Fighting to regain control of anything coherent, the too-vivid realization, they're doing this because they want to, settled heavily back down on my shoulders for the second time tonight, adding to the utter misery that wrapped itself around my form. It was futile. Useless. Everything was useless. What was the point of telling them if it'd only come back to this?
Any boundaries I'd held between physical and mental suffering blended together into one relentless, endless agony. I was going to die. I was surely, definitely, going to die. I couldn't scrounge up enough energy to care, though, because only pain was left. Pain was all I was.
"Jack… Phantom – is he crying?"
"He… I think he is."
The quiet murmurs grew softer as I became aware of a flood of warm tears streaming down my cheeks and the short, gasping breaths that shuddered with my jerking body. Everything suddenly slammed into focus once more as the knife twisted and dug deeper into my flesh. My eyes flew open for a split second and I felt myself lunge back out of instinct and panic, my wrists and ankles pulling desperately at their restraints, the strength needed for speaking just barely out of my reach.
I couldn't endure this for much longer; this was already going way beyond my mental and physical limits and there was nothing I could do. All I wanted was for it to stop. For everything to end, now – in any way possible… just make it stop. Because nothing… nothing… was worth this.
Stop, I begged, trying to get the simple word out into the open like it was the last thing I had, but all that left my throat was another strangled, dry sob.
Please… just make it stop…
One of the voices – my mother's, I could tell – wavered, suddenly full of true worry. "This… Jack, I-I think we need to stop. He's crying, hyperventilating…"
"What? What do you mean?"
"I think… I think this is real for him." The worry in Mom's voice gradually turned to traces of doubt, some sympathy, but mainly a growing sense of dismay.
There was a quiet snort of disbelief. "Mads, come on, let's be realistic. You know he's evil. He can't feel; it's not… real…"
"…What's that light at his stomach?"
Through the soft, nearly incoherent voices that swirled around me, through the haze of unbearable exhaustion and pain, I vaguely noticed a slightly cold, tingling sensation near my abdomen where the serrated, rusty daggers of agony were the strongest. It grew and extended throughout me, a familiar energy that swept through both body and mind. My body involuntarily transformed back over the line between life and death – its instinctive, last desperate attempt for survival.
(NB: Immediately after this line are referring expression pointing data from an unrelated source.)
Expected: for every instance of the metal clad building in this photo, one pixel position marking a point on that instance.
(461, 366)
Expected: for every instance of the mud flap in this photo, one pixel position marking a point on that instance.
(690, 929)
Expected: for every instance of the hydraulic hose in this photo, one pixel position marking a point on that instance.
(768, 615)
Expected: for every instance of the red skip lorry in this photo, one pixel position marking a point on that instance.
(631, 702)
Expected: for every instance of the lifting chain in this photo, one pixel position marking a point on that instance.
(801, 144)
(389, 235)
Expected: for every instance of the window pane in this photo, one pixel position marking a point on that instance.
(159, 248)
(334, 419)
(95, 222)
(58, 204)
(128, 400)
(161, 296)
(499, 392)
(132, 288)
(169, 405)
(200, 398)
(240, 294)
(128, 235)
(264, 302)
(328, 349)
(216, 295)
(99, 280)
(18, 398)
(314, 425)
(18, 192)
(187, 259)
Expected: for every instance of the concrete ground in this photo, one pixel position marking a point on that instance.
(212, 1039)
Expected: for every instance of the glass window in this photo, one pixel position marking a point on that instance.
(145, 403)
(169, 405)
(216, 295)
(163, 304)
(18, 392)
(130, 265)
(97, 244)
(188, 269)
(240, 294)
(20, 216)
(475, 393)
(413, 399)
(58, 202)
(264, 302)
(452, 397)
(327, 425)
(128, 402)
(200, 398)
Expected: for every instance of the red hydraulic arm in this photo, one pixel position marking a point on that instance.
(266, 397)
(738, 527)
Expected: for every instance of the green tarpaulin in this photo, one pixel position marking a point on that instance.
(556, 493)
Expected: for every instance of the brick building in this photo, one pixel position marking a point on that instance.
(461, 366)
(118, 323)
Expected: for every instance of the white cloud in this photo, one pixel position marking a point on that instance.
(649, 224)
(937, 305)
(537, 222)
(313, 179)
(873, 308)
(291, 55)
My eyes were still glued shut. I thought I heard a gasp or two, the voices halted in stunned silence. Warmth and life pulsed in synch with the pain that increased tenfold. My voice curling into a weak, rasping moan, I tried to twist myself to the side – slipping in a pool of my own icy ectoplasm and what was now undoubtedly red, warm blood. Its coppery smell assaulted my nostrils, throwing everything out of order again.
My wheezy cries slowly fell silent. Just lying there, panting, I heard a ringing clatter of what were probably tools dropping to the floor.
"…Danny?" somebody whispered.
The pain began to numb. Sweet, heavenly relief flooded through me – only because it brought the prospect of finally, finally falling unconscious. I would have smiled, or even laughed, if I could have. It was finally going to stop.
I heard a pure, unadulterated scream of horror.
Well, my mind scowled, looks like they found out.
But I was too busy passing out to care.